MARION
Durchgestylt von den Haarspitzen bis zu den Zehennägeln, alle Klamotten farblich passend, dazu Schmuck, Strümpfe, Tasche und Schuhe, so stöckelt die Vierzigjährige zu ihrem sündhaft teuren Sportwagen in der Tiefgarage jenes Wohnblocks, auf dessen Dach sie eine Penthouse-Wohnung ihr eigen nennt. Sie ist Topmanagerin eines der weltweit führenden Modelabels mit schwindelnd hohen Umsatzzahlen. Heute muss sie den anderen Damen und Herren der Chefetage unterbreiten, dass es wegen des derzeit sich rasant verbreitenden Coronavirus zu wirtschaftlichen Schwierigkeiten gekommen
ist und auch weiterhin kommen wird. Alle Geschäftsreisen ins In- und Ausland sind für ein halbes Jahr gestrichen. Gearbeitet wird grundsätzlich dank der modernen Medien nur noch von zu Hause aus. Diese Anweisungen sind an alle anderen Mitarbeiter weiterzugeben. Das Meeting wird nach längstens 45 Minuten beendet sein. Marion sieht sich entspannt in ihr Fahrzeug steigen, die Schuhe von den Füßen streifen und gemütlich nach Hause fahren.

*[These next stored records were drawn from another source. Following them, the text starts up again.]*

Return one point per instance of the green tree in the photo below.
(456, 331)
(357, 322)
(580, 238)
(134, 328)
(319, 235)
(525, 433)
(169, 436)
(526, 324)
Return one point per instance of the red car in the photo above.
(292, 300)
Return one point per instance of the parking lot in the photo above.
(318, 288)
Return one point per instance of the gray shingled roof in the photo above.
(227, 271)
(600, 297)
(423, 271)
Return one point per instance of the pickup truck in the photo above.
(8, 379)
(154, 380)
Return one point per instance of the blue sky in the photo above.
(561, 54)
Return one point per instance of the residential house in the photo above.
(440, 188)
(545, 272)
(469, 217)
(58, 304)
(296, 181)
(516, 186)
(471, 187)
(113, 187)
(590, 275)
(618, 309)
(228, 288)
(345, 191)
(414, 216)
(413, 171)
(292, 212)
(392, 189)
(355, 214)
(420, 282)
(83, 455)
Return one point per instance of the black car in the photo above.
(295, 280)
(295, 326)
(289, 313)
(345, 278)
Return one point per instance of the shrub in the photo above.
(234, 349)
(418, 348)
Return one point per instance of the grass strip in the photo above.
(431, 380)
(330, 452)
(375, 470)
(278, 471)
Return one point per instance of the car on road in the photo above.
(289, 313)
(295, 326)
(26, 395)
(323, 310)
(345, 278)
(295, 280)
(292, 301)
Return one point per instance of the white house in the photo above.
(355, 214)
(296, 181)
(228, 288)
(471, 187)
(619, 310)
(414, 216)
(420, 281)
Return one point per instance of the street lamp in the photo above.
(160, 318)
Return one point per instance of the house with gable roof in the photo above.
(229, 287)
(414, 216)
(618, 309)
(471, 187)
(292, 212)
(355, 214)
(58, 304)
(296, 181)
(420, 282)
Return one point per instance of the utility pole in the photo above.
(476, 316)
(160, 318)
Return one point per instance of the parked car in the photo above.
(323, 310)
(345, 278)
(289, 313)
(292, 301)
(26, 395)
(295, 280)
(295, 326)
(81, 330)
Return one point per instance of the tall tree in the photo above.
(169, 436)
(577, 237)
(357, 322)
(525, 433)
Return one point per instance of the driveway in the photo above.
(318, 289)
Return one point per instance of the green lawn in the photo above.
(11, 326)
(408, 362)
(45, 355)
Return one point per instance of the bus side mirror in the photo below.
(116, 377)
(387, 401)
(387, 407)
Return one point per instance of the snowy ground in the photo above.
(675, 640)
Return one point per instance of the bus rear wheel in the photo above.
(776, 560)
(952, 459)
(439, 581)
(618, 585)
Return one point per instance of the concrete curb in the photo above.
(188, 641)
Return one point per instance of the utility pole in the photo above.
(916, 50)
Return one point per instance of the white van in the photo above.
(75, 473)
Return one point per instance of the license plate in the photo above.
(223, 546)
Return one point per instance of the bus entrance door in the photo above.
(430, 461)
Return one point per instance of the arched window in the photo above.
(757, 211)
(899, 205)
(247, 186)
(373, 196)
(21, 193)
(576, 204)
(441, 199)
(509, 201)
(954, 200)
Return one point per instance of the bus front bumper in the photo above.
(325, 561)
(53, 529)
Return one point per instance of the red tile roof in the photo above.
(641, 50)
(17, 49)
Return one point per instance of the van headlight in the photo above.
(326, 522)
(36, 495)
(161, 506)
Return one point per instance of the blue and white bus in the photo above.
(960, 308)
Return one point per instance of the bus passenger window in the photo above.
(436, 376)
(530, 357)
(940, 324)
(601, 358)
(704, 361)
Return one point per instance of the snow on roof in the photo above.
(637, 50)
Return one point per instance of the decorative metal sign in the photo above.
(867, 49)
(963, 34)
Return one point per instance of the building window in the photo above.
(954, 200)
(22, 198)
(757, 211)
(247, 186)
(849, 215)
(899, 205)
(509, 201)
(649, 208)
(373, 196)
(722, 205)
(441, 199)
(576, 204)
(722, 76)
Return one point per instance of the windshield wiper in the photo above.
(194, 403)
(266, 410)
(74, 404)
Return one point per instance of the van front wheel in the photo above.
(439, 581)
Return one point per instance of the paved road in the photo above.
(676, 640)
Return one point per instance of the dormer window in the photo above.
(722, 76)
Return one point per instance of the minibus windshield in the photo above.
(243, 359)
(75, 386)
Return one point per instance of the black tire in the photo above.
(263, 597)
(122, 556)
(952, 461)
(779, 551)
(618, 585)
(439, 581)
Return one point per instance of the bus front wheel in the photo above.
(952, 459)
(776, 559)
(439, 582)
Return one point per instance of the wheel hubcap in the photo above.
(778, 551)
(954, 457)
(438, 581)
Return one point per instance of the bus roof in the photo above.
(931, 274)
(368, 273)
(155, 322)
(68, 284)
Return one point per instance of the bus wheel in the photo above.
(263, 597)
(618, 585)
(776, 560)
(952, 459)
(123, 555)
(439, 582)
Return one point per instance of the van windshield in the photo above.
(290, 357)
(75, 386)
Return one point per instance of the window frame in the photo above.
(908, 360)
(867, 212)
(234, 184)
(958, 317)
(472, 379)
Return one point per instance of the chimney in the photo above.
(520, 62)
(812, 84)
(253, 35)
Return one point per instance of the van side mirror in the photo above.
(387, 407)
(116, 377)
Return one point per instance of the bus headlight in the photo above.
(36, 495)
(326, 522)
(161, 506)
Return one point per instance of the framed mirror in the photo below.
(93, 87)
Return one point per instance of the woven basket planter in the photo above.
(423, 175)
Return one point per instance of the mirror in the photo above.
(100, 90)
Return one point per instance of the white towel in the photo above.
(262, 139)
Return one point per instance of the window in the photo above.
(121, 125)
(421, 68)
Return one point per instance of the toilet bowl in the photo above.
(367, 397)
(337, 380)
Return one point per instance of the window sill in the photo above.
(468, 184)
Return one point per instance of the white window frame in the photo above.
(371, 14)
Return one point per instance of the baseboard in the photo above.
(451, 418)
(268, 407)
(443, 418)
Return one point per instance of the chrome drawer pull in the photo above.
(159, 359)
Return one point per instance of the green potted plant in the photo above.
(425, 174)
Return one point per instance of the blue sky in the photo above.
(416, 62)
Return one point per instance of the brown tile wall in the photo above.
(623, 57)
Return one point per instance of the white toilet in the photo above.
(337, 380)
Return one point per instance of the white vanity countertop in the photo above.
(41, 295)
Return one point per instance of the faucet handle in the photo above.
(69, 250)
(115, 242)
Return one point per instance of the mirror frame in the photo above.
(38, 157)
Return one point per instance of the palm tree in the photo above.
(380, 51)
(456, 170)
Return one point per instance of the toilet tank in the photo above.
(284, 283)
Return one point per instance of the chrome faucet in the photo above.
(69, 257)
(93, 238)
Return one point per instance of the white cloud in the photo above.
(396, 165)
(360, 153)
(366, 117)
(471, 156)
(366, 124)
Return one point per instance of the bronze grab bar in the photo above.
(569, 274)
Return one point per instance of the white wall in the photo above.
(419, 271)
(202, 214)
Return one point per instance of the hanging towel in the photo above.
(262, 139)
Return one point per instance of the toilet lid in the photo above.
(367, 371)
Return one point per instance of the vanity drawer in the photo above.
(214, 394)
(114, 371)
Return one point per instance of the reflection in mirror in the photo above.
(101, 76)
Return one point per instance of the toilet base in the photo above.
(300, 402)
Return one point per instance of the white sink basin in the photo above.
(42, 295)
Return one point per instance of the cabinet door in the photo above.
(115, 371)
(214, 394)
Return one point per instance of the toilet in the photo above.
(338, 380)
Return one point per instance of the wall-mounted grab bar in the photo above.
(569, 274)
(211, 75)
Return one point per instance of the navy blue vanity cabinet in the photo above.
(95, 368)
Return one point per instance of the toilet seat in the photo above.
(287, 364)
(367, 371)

Zuhause angekommen, endlich Kleidertausch: sportlich und bequem, die Schminke ab, den Stress abgestreift, die Beine auf ihrer Sitzlandschaft hochgelegt, gönnt sie sich ein großes Glas prickelndes
Mineralwasser. Es ist Fastenzeit. Dieses Jahr wird es dank Corona eine gute Zeit werden. In den nächsten Wochen wird es nicht viel Arbeit geben. Und das bisschen werden ihre tüchtigen Mitarbeiter zuverlässig erledigen. Alle modernen Medien hat sie heute früh schon abgeschaltet: Medienfasten eben. Gefriertruhe und die beiden riesigen Kühlschränke sind reichlich gefüllt. Außerdem gibt es dienstbare Geister, welche Sonderwünsche auf Anruf erfüllen.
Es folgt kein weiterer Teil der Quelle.